Dave Ramsey gives reckless advice. I would not listen to him. 8% withdrawal rate? Even the best hedge-fund types of portfolios I have seen don’t get up to 8% safe withdrawal rate for a 30 year retirement. This one gets up to 7.6%, but it’s tough to own (it trades frequently) and we have no idea if it will keep working into the future. It’s 13% of my portfolio.

Bold Asset Allocation - Allocate Smartly

ochotona
The guy who in my humble opinion is the G.O.A.T. is Nick Murray in his book Simple Wealth, Inevitable Wealth " he uses a 6% withdrawl rate withdrawl and backs it up with a real case scenario using the worst time (black swan) . I would have to find the book to put in his example that was flawless when I read it at the time. In case you’re not familiar with Nick here’s a video that has a lot of simple wisdom if you have time to watch. https://www.youtube.com/watch?v=7lnwlBT6Al0
And yes I will revisit the link you provided on a Monte Carlo.

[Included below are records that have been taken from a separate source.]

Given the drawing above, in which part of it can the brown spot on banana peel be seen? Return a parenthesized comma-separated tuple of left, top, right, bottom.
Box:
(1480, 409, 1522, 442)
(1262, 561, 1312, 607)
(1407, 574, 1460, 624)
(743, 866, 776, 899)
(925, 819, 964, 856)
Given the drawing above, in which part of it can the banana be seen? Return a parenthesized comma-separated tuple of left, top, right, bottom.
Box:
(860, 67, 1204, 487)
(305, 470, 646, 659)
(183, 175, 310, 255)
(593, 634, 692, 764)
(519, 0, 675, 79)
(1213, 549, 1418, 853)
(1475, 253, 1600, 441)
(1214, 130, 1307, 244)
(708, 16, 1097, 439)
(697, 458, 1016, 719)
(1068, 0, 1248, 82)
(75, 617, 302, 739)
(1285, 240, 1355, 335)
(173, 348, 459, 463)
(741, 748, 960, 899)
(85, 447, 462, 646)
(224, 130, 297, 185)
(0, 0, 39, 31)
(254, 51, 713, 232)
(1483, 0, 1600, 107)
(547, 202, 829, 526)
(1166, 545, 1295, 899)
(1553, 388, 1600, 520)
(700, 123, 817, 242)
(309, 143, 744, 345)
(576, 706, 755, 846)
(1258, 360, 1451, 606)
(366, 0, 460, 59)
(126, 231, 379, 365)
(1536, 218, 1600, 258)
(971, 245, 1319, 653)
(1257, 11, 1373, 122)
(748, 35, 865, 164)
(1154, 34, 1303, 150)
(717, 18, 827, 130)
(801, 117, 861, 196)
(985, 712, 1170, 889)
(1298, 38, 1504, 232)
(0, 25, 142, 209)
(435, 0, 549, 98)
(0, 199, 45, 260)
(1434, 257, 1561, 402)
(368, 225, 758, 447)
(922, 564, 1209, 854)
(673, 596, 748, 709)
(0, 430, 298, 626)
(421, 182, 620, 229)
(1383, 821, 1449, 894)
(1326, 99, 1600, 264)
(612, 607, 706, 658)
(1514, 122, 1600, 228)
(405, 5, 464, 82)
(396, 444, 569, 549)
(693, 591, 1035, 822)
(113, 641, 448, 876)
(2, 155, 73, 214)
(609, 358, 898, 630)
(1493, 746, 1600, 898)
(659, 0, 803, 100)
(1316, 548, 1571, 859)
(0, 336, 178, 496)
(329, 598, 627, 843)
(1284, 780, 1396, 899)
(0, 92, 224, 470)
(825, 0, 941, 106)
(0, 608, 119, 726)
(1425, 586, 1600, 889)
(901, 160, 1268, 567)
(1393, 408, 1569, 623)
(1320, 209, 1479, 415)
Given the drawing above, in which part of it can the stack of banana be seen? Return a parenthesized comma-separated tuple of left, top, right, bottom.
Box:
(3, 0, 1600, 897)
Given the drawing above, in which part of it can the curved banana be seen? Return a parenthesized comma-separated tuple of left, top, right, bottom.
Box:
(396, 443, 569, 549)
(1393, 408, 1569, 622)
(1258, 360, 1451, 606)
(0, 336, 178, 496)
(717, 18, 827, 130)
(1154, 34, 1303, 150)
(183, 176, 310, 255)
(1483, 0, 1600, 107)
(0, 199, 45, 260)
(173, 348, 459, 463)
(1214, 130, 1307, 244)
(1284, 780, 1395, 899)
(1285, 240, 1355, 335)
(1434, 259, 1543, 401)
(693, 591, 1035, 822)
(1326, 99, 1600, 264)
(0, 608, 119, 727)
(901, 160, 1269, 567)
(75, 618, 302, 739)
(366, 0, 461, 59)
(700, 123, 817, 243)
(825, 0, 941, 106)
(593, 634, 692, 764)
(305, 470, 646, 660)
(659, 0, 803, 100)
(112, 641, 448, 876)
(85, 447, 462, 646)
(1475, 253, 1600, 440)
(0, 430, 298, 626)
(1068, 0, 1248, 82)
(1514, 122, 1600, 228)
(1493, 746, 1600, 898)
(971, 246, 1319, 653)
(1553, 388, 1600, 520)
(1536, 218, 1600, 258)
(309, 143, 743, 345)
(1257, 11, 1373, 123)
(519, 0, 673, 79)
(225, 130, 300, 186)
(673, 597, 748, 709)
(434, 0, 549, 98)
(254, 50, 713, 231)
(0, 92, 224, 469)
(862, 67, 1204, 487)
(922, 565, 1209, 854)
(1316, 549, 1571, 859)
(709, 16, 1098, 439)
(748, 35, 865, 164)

I don’t trust what one person writes in a book, when the numerical evidence I have seen from many different sources including my own modeling suggest that 6% is not a good SWR, UNLESS you combine it with a curtailment of spending method when the market goes south. But 6% FIXED SWR for a buy and hold portfolio and adjust for inflation every year no matter what the market does? It doesn’t exist. It’s too good to be true.

Morningstar thinks the SWR is 3.7% currently. Christine Benz is no fool.

Portfolio Visualizer, Portfolio Charts, Fidelity Planner, Schwab Planner, FICALC, FIRECALC, Flexible Retirement Planner… I’ve tried those. They all roughly agree if you put the same data in.

Nick Murray > Christine Benz :laughing: I don’t disagree with your point.